Biz Ink reporter David Speakman recently spoke with Perkins at Buck’s Restaurant in Woodside about AlwaysOn, which he eagerly showed off from his wirelessly Apple PowerBook. Perkins also talked about the health and entrepreneurial spirit of Silicon Valley.

You’ve said before that the success of eBay Inc. inspired you to attempt to apply its model to media on the Internet to create AlwaysOn.

It’s really built upon two trends. One is a Web media trend, the other is a business trend. A couple of observations in the reality of the market really inspired me to get this thing going. From a Web consumer standpoint, the clear winner in the first chapter of the Internet was eBay.

What eBay did was create an arena and invite its customers to come play in that arena. But if you think about it, all the things that go on in the arena that are of value to the customer are produced by the customers themselves.

But how can you apply that model to news media?

I think that is an incredible business strategy.

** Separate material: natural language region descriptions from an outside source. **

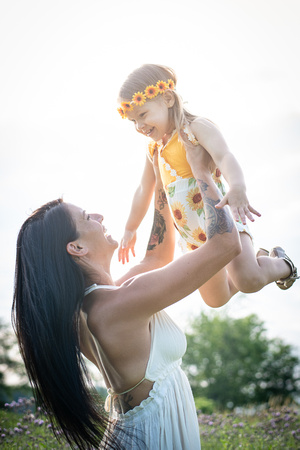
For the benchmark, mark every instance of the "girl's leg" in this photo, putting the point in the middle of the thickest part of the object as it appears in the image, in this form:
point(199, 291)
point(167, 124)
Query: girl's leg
point(250, 274)
point(218, 290)
point(245, 273)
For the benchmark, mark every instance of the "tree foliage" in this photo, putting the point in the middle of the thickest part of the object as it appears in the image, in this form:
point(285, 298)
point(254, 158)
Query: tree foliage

I think that quality is the ultimate unique quality of the Internet. In the first generation of the Internet, all of the media companies really viewed the Web as an additional way to broadcast something. What AlwaysOn is about is creating a two-way relationship. An overwhelming amount of our content is generated by responses from our users. It can be described as the “ebay-ization” of media.

What does that mean?

eBay is the first example of the second-generation media company. Whether it was lucky or however you describe it, eBay created a business model where, again, most of the content they offer customers is customer-generated.

I think all the rules and the ideas concerning media and journalism are going to be incredibly challenged. I don’t even know what media is anymore. When you go to the AlwaysOn site, about 70 percent of our content is created by our members.

Would you call the invention of weblogs, or blogging, a disruptive technology in the media landscape?

Open-source media is probably the best way to describe it. Today most media companies control 100 percent of their content; even the letters to the editor that they edit before they publish. Traditional media is hesitant in participating in audience-generated concepts. They are worried about losing control of their content.

I think the Internet and blogging software is going to blow all the rules of journalism apart and we’ll have to put them all back together and see what happens.

Isn’t that already happening? Your traditional magazine, Red Herring, is out of business.

There is a cycle. Personally, I get great enjoyment out of doing things that are new and cool and this is the most fun I’ve had.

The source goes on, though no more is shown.